Campaign threats foreshadow dangerous second term

It appears we can expect more of the same in Trump’s second stint in office. Defending Rights & Dissent writes about the policy plans of Trump and his associates:

 “[Trump’s] close supporters have put together a plan to crack down on pro-Palestine protesters, surveil journalists, and jail whistleblowers. And Trump has made clear he wants to violate the First Amendment by criminalizing flag burning and deporting activists.

They have declared their intent to abuse laws like RICO to silence those who support Palestinian rights and hire more FBI counterintelligence agents to spy on journalists so the government can unmask and imprison whistleblowers.”

When Trump’s CIA went so far as to draw up plans to kidnap and even assassinate Assange while he was detained in the Ecuadorian Embassy in London, Mike Pompeo was at the helm. Trump brought Pompeo along for several major rallies at the close of the 2024 campaign, and initial reports suggested his name was floated for another cabinet position. Just days after being reelected, however, Trump announced preemptively that Pompeo (as well as fellow neocon and former Ambassador Nikki Haley) will not be in his new administration — though he praised Pompeo’s work in Trump’s first term.

More explicitly, Reporters Without Borders found that Trump has verbally threatened the press more than 100 times on the campaign trail, including suggesting he wouldn’t mind if journalists at his rally were shot.

The Committee for the Protection of Journalists, reporting on the massive increase in attacks on the press in the last year, “found that the hostile media climate fostered during Donald Trump’s presidency has left a legacy that poses great risks to media inside and outside the country.”

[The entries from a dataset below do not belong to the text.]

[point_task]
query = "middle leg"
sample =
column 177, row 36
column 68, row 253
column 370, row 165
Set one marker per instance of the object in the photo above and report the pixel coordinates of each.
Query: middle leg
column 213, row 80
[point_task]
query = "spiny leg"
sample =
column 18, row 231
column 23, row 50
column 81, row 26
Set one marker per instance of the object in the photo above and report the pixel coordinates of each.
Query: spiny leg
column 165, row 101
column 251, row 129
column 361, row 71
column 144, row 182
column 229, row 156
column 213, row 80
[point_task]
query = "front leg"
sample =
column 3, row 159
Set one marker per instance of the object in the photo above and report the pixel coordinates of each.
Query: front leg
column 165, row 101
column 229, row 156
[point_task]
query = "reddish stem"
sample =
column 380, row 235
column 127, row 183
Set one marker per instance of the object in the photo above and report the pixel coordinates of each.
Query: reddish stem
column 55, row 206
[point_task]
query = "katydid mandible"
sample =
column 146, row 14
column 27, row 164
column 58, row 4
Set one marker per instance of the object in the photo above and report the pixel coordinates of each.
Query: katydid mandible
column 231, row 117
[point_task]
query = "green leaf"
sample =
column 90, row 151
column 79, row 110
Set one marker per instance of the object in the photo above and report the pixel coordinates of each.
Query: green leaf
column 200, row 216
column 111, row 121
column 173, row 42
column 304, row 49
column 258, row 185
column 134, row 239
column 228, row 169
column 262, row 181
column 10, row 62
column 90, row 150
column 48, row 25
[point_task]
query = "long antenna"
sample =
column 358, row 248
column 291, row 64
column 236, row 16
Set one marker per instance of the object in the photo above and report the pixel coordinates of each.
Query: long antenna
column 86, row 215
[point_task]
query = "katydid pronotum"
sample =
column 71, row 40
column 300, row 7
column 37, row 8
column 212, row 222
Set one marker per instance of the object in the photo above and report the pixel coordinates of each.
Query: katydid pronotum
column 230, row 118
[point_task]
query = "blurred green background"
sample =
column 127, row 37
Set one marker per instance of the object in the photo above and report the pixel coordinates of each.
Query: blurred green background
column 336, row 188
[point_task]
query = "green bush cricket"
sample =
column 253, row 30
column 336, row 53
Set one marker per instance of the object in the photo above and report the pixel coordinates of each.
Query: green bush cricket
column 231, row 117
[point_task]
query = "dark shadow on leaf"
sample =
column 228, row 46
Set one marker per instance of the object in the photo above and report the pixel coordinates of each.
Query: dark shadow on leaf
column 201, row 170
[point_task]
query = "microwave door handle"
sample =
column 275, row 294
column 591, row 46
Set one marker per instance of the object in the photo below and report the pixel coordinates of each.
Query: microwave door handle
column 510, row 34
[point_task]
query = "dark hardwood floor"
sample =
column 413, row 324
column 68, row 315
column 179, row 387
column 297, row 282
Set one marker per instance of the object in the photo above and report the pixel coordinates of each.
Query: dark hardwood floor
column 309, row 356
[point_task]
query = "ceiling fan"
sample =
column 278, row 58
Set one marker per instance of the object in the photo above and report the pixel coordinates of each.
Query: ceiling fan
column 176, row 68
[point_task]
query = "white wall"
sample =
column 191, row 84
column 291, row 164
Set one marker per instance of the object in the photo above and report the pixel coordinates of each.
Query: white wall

While the Biden Administration has made some important changes in the intervening years, including Attorney General Merrick Garland’s revision of the DOJ’s policies to prohibit subpoenas for journalists (with narrow exceptions), they have done nothing to truly protect sources and journalists more permanently. The Assange case ended in a plea deal under Biden and Garland, rather than a dropped indictment, instilling a chilling effect on investigative journalists around the world, and the Espionage Act remains at Trump’s disposal, with no public interest defense available to protect defendants in court.

Furthermore, both administrations fully support funding and arming the ongoing killing of Palestinian journalists at an unprecedented rate amid Israeli’s assault on Gaza and Lebanon.

Biden could still pass the PRESS Act

Biden’s lame-duck Congress could still enact policy changes to protect reporters. Chief among them is getting the Senate to pass the Protect Reporters from Exploitative State Spying (PRESS) Act, which passed in the House unanimously and which would severely curtail the government’s ability to surveil reporters. The Freedom of the Press Foundation’s Trevor Timm said,

“The Senate should immediately pass, and President Biden should sign, the bipartisan PRESS Act to stop Trump from spying on journalists, as he repeatedly did in his first term, and from throwing them in jail for refusing to reveal their sources, as he has threatened in the most disgusting terms.

Congress must make good on promises to fix dangerous and sloppily drafted mass surveillance legislation passed earlier this year that gives the U.S. government extraordinary power to spy on its own citizens.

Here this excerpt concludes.